Participation:  It is imperative that people with a disability are involved in and, to the greatest extent possible, own the decisions and activities that directly impact upon their lives. This ensures relevance to decisions made about priorities and activities, and is demonstrated to improve the sustainability of outcomes.  Communities and their governments are instigators of change and also need to ensure optimal outcomes for children and adults with a disability.  Awareness, commitment and knowledge are key factors in effective participation.

Partnership: Working in partnership helps to ensure the relevance of actions, build capacity, develop and share knowledge towards an inclusive society.

Mutual accountability: All individuals and organisations involved in decisions that affect children and adults with a disability are accountable to the individuals, communities and partners worked with.
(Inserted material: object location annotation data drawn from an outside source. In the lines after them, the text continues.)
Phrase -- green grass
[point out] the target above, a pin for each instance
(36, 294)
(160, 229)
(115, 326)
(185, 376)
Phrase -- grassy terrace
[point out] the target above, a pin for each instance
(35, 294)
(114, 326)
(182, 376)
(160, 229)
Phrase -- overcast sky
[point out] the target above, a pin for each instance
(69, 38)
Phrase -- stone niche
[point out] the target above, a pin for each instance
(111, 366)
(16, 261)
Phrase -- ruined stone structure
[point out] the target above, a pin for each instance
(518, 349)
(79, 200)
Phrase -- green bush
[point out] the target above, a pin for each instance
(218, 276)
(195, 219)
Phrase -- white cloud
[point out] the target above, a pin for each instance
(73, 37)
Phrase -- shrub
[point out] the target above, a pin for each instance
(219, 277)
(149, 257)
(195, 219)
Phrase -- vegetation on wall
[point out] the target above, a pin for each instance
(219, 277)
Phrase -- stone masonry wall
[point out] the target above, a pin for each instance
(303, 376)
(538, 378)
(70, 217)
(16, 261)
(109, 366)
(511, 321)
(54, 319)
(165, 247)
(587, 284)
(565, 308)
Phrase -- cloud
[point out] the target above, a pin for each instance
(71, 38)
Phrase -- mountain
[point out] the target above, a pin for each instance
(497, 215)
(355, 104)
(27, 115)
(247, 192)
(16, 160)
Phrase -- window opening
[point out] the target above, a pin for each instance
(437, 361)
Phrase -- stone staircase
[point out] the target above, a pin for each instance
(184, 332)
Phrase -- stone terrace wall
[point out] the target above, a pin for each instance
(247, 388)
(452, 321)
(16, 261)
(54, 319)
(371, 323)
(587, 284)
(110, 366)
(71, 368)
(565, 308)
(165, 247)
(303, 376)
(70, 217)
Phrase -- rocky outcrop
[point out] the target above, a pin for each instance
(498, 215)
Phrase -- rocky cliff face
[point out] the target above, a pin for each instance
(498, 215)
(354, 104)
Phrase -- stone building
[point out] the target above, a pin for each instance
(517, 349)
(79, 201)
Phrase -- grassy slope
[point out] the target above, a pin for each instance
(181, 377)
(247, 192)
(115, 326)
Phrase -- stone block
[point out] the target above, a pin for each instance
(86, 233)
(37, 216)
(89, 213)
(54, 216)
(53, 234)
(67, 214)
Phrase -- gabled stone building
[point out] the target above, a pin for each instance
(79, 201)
Inclusion Matters is committed to ensuring transparency internally within the organisation, external work, and additionally its partners.

Approaches

We believe that disability is a cross-cutting issue.  Specific consideration of the needs and rights of children and adults with a disability is required in multiple sectors, including but not limited to, education, child protection, health, gender, development, poverty reduction and disaster relief.

We approach our work through both rights-based and strengths-based perspectives.

Rights-Based: In line with the United Nations Convention on the Rights of Persons with Disabilities a human rights approach is taken when working towards the inclusion of children and adults with disabilities in their communities.  We believe that every adult and child with a disability has the same rights as those of their peers to actively participate, access mainstream and specialist services and be welcomed and included within their home and community, free from discrimination and harm.

In taking a rights-based approach we work from the assumption that children and adults with and without a disability are equally entitled to benefit from opportunities. This involves families, communities, organisations and governments working together to ensure children and adults with a disability are able to enjoy their entitlements.  This is a proactive approach that does not reflect the sentiments of pity or charity based approaches.

Strengths-Based: Every child and adult has capacities, abilities and ideas.  We believe that all children, adults, families and communities have individual and collective strengths that can be harnessed to ensure inclusion is effective and sustainable.  The strengths-based approach ensures that children and adults with a disability and their families are paramount in contributing to relevant social change, effectively challenging stereotypes or negative concepts of disability

Our focus is on long-term outcomes that stimulate cycles of continuous improvement.  We work by evidence based practice and promote the importance of evaluation measures and tracking outcomes.